Na próbach byli tak nieprzygotowani, że Sylwia Grzeszczak zakończyła je przed czasem. Jednak po występie Igor Kowalski i Jakub Nowak zebrali jednak sporo ciepłych słów od trenerów. Innego zdania na temat ich występu byli widzowie programu.
Sylwia Grzeszczak do jednej z bitew w "The Voice of Poland" wybrała wybrała Igora Kowalskiego i Jakuba Nowaka. Trenerka wybrała dla nich utwór "Everlasting Love" Jamie Culluma (sprawdź!). Uczestnicy nie wiedzieli, co to za utwór, a nauka tekstu szła im bardzo opornie.
Sylwia Grzeszczak zakończyła próbę. Była rozczarowana
"Próbowaliśmy z marszu, nie znaliśmy w ogóle tekstu" - stwierdził Kowalski. Problemy pojawiły się na próbie scenicznej - wokaliści nie nauczyli się tekstu, mimo próśb trenerki. Grzeszczak była tak mocno zawiedziona postawą obu uczestników i pewnym momencie kazała im zejść ze sceny, aby ochłonęli.
"Nie jesteście gotowi, poprosiłabym, abyście zeszli i przygotowali się raz jeszcze" - mówiła Grzeszczak.

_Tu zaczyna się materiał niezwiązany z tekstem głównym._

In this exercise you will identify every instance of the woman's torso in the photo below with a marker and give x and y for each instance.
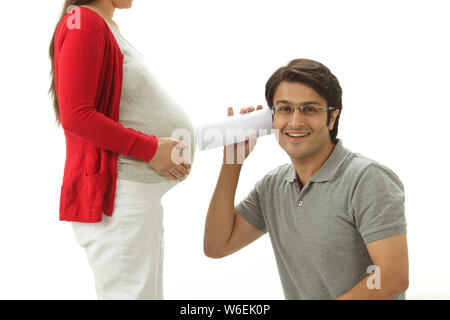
(145, 106)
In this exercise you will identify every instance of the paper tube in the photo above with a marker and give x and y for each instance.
(234, 129)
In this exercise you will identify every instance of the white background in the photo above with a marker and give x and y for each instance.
(392, 60)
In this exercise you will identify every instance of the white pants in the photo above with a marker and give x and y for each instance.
(125, 251)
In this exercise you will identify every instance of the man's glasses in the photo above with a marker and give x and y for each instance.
(306, 110)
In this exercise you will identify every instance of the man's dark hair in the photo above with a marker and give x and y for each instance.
(315, 75)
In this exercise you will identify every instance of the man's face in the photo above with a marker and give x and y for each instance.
(295, 94)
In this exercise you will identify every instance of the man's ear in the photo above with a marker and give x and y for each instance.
(333, 117)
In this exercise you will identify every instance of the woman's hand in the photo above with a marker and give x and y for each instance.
(232, 154)
(167, 160)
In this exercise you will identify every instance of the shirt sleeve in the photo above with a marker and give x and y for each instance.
(80, 59)
(250, 208)
(378, 204)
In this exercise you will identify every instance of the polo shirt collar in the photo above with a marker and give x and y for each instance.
(329, 168)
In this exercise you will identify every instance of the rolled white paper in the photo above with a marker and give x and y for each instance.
(234, 129)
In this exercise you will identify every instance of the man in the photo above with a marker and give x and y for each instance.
(333, 216)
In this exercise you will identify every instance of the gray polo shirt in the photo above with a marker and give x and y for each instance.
(319, 233)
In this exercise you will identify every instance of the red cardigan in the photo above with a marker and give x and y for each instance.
(88, 71)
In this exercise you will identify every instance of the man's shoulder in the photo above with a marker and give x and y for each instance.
(358, 166)
(277, 174)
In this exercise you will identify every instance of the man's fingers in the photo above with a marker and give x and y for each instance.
(175, 173)
(186, 165)
(182, 170)
(169, 176)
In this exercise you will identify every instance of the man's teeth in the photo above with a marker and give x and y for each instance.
(297, 135)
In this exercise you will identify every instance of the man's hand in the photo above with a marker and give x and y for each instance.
(238, 152)
(167, 160)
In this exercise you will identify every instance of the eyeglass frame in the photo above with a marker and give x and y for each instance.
(327, 108)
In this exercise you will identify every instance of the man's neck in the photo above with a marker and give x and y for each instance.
(306, 168)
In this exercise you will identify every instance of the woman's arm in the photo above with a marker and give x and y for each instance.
(79, 56)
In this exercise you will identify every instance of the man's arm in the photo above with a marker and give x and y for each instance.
(391, 256)
(225, 230)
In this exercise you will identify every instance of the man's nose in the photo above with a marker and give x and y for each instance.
(297, 116)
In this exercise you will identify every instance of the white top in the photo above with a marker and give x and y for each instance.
(146, 107)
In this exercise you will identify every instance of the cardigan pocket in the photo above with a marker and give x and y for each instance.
(93, 188)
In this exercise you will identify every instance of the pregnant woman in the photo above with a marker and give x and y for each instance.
(120, 157)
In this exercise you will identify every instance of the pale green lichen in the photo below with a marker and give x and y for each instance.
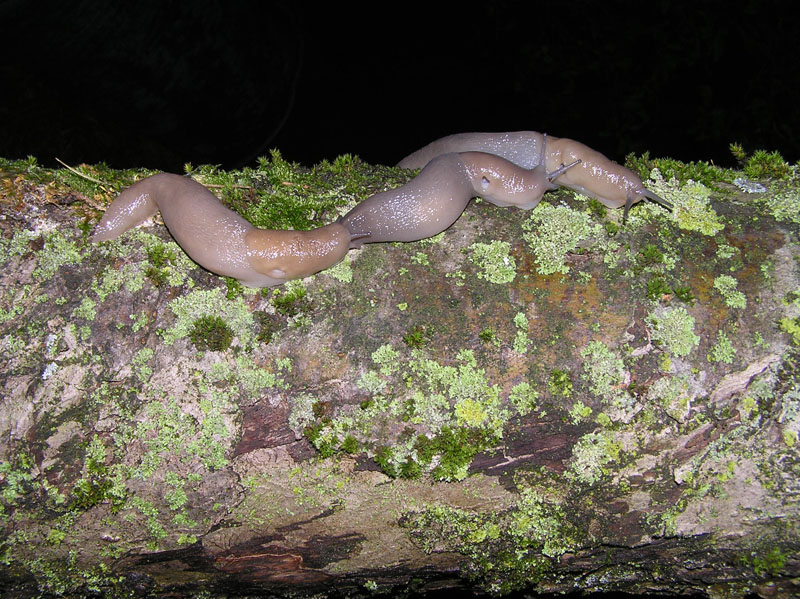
(19, 244)
(579, 412)
(387, 358)
(420, 258)
(603, 370)
(495, 261)
(722, 350)
(692, 210)
(783, 205)
(58, 251)
(302, 411)
(86, 310)
(112, 280)
(523, 397)
(139, 364)
(674, 329)
(188, 308)
(342, 272)
(673, 393)
(726, 285)
(591, 455)
(521, 340)
(552, 232)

Występ również uczestników nie przebiegał zgodnie z planem. Obaj uczestnicy mieli problemy z odsłuchem, na początku nie trafiali w dźwięki, a pełnie emocji pokazali dopiero pod koniec występu.
"Nie wierzę, co tu się stało" - stwierdziła Sylwia Grzeszczak. "Byliście surferami, lataliście po tych dźwiękach, raz lepiej, raz gorzej" - przyznał Baron. "Z każdym taktem było coraz lepiej, na początku byliście bardzo nieśmiali" - podsumowała Steczkowska.

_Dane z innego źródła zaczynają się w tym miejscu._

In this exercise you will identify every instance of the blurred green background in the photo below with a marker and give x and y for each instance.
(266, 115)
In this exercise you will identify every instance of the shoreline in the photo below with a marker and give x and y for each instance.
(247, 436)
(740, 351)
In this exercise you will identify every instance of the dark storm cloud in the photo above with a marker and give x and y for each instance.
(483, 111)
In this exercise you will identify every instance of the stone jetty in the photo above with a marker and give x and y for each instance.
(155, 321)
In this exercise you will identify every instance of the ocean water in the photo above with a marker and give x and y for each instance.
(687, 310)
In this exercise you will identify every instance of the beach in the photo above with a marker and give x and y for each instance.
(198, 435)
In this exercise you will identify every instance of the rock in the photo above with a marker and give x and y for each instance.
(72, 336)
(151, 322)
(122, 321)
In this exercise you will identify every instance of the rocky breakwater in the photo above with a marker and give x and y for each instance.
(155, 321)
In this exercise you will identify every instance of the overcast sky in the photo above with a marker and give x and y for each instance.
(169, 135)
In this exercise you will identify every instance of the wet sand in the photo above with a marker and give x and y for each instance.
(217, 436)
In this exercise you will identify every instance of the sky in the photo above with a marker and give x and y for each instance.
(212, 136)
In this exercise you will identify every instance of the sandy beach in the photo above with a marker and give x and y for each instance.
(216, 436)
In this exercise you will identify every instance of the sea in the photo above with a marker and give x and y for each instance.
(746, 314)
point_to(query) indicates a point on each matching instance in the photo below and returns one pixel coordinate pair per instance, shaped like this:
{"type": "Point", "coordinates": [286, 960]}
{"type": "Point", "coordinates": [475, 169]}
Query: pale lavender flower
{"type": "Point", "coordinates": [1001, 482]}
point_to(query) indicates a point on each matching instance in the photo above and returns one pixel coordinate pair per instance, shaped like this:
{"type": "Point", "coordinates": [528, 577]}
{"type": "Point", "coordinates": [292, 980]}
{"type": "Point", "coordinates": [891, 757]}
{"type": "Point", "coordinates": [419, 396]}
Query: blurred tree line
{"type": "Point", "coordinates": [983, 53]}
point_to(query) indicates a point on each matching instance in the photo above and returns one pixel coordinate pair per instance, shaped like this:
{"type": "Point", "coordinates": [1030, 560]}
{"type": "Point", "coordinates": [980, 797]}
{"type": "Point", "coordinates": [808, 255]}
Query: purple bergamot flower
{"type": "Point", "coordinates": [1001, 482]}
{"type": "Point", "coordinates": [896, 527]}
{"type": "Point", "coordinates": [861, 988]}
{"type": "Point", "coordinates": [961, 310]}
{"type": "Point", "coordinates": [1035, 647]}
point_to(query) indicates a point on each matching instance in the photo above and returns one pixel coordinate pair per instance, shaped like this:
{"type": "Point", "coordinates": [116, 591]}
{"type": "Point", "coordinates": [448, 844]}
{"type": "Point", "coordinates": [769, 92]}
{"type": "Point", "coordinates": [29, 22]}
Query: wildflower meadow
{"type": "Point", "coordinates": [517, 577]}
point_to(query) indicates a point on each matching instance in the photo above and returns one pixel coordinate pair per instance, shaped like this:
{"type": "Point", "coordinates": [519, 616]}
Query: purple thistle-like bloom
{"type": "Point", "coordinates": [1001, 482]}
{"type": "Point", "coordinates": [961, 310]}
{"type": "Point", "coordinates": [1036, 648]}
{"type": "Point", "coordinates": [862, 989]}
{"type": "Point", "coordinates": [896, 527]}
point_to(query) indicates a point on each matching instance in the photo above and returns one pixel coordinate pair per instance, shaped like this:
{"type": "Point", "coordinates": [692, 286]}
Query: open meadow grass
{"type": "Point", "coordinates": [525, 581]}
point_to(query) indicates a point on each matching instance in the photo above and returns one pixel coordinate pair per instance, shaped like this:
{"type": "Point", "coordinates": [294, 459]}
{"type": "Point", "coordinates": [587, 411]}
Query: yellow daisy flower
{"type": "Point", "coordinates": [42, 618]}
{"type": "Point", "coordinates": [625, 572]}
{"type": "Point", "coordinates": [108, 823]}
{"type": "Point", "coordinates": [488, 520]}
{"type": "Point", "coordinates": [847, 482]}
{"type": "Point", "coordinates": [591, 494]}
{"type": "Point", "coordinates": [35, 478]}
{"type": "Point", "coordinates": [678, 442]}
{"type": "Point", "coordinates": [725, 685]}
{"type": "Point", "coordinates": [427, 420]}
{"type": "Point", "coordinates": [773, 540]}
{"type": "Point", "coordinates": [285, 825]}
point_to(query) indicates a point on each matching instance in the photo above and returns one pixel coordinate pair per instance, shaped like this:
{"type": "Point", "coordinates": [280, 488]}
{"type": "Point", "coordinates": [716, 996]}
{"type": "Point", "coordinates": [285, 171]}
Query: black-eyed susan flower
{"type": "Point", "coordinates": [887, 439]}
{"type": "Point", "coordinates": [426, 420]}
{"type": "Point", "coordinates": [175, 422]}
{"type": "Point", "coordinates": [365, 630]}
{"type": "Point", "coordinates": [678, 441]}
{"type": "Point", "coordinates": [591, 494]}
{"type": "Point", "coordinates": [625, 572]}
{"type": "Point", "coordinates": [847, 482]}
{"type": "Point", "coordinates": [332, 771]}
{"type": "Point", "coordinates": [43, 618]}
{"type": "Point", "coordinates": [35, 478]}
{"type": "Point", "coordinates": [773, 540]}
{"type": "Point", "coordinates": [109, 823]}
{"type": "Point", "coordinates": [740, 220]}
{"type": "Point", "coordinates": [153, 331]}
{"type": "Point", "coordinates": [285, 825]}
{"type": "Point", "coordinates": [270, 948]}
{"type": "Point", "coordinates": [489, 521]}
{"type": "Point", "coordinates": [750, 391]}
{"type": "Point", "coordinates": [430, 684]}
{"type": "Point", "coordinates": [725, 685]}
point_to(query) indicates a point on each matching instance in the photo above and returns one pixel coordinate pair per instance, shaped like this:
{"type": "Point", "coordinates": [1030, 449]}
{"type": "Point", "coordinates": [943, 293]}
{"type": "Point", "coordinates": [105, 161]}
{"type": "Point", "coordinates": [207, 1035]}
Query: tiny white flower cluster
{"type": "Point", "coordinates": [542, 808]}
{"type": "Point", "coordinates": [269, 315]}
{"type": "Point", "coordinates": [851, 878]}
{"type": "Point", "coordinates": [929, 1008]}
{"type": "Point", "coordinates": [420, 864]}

Grzeszczak ostatecznie postawiła na Igora Kowalskiego. Jakuba Nowaka ukradł natomiast Marek Piekarczyk.
"The Voice of Poland": trenerzy 12. edycji programu
Już od września na antenę TVP2 wraca muzyczny show "The Voice of Poland". Potwierdziły się plotki o zakończeniu współpracy z lubianym trenerem - Michałem Szpakiem. W najnowszej edycji uczestników oceniać będą Justyna Steczkowska, Sylwia Grzeszczak, Marek Piekarczyk oraz Tomson i Baron z zespołu Afromental.

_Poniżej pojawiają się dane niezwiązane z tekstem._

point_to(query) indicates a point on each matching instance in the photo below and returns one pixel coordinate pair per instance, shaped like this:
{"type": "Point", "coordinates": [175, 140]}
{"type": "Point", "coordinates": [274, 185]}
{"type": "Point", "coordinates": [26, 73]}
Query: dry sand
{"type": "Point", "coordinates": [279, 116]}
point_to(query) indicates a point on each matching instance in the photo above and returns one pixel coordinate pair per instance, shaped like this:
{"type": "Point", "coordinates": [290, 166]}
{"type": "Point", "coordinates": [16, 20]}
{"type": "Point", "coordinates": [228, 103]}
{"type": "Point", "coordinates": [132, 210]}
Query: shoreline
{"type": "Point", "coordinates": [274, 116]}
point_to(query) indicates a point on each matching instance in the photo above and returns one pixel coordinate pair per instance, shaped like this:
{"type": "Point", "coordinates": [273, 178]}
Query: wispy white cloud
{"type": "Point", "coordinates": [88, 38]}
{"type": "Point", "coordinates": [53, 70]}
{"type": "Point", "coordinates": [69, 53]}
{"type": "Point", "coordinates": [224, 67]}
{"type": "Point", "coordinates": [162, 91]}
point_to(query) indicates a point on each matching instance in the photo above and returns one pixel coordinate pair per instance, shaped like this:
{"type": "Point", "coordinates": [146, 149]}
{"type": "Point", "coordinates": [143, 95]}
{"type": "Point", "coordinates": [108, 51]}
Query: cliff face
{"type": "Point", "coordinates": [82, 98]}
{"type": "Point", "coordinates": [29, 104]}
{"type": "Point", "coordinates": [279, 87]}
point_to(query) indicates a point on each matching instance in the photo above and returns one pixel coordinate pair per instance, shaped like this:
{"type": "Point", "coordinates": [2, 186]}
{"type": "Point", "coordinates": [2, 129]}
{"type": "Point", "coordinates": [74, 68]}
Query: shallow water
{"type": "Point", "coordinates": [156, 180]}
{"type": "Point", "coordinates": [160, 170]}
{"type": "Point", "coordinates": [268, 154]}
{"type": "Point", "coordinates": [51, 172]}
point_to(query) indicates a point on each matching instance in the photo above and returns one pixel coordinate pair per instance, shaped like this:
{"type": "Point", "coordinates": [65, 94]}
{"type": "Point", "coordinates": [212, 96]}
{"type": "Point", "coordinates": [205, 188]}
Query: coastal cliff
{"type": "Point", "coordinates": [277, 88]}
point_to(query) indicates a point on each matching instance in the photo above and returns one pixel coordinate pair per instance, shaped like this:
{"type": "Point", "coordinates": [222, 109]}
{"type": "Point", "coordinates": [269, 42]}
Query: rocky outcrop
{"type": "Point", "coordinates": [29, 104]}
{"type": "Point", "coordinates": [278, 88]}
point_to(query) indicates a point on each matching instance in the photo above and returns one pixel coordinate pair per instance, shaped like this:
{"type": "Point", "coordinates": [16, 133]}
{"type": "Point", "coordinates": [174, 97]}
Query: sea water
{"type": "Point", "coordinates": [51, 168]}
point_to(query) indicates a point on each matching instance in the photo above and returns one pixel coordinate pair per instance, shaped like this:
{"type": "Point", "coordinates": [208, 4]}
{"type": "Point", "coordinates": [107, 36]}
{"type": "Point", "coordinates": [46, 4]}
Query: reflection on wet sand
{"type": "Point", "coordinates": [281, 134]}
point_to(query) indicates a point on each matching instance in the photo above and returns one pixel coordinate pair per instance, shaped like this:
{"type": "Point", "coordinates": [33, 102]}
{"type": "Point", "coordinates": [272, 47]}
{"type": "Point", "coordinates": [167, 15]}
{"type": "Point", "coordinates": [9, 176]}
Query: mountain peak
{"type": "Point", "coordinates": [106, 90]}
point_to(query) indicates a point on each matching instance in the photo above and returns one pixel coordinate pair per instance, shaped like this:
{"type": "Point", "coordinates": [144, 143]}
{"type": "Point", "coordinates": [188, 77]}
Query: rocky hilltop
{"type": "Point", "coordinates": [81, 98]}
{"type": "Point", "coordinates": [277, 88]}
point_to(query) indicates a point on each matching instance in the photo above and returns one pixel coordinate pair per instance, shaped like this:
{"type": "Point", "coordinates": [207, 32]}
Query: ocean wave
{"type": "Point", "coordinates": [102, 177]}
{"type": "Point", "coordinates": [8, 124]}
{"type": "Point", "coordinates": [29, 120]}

Rozbieżne opinie trenerów i widzów. Było aż tak źle?
Kowalski i Nowak, mimo potknięć, zostali docenieni przez trenerów. Mniej komplementów dla duetu mieli komentujący program. "Tak złego poziomu w bitwach jeszcze nie było", "Koszmar", "Oni im tymi komentarzami słodzili, a tego wykonania nie dało się wytrzymać" - czytamy na profilu "The Voice of Poland".